防衛費増額の財源を確保するための特別措置法案は、23日の衆院本会議で与党の賛成多数により可決され、衆院を通過した。24日の参院本会議で法案の趣旨説明と質疑が行われる。政府・与党は6月21日の会期末までに確実に成立させる考えだ。
この日の採決では、立憲民主、日本維新の会、共産、国民民主の4党が、不足分を増税で賄うことを前提とする点などを問題視して反対した。
政府は、防衛費増額の財源を税外収入や決算剰余金で捻出し、残りを法人、所得、たばこの3税の増税などで賄うことを計画している。法案には、国有財産の売却などによる税外収入を集めた「防衛力強化資金」の創設を盛り込み、令和5年度予算に計上した4兆5919億円の税外収入を複数年度にわたって活用する措置を規定した。

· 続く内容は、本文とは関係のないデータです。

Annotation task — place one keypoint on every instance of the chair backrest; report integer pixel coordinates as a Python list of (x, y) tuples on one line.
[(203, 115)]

衆院での審議を巡っては、立民などが塚田一郎財務金融委員長(自民)の解任決議案と鈴木俊一財務相の不信任決議案を提出し、委員会採決が2度にわたり延期された。維新、国民両党は、遅延戦術と距離を置く狙いから、両案の提出には同調しなかった。
野党側は、東日本大震災の復興特別所得税を防衛財源に転用する政府方針に関連し、被災地での地方公聴会実施を求めた。与党は、地方公聴会に準じる会合の実施を提案し、採決に向けた環境整備を図った。
今後、参院でも会期末を見据え与野党間の激しい攻防が展開されそうだ。法案は岸田文雄首相が今国会の最重要課題と位置づけるだけに、成立すれば、首相にとって衆院解散に向けた環境が一つ整うことになる。